Abstract:
As the world grows in complexity, we are overwhelmed with data. The more the volume of data increases, the more the proportion of people understanding on data decreases. People understanding on data is a big concern these days as data adds more value in organizational context by producing new insights, inspiring innovations, allows more distinct decisions at correct time to gain above average competitive advantages. This big concern is not a big deal anymore with statistical data analysis. There are plenty of techniques, tools, algorithms which analyze data, to make people see, understand and share analyzed data for better performances. Therefore, having realized that people should study statistical data analysis and data visualization to explore transparency on data to unveil hidden stories and to create knowledge.
To this end, the aim of this project is to study, whether an unsupervised data analyzing (machine learning) approach would be feasible to detect suspicious data or outliers in financial data. Outliers are patterns in data, that do not conform a well-defined notion of normal behavior. In this project, I focus on data clustering technique for outlier detection. Clustering is an unsupervised learning approach which is commonly used for statistical data analysis. Clustering algorithms are powerful and group massive datasets into sub-groups which share similar characteristics (clusters) quickly.

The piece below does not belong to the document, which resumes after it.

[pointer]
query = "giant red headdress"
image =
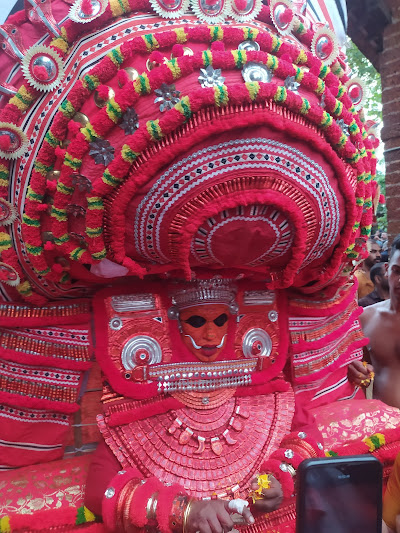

The project proposed a software tool called DeepScan to detect outliers in financial data. DeepScan allows users to analyze financial data to detect abnormal occurrences to avoid financial losses and poor organizational conditions. A cluster visualization and a statistical report are the outcomes of DeepSan and it allows user to decide whether the detected data instances are belonging to an outlier in their business context or belonging to a normal category which has novel characteristics. This project also validates the proposed solution-DeepScan achieves impressive results.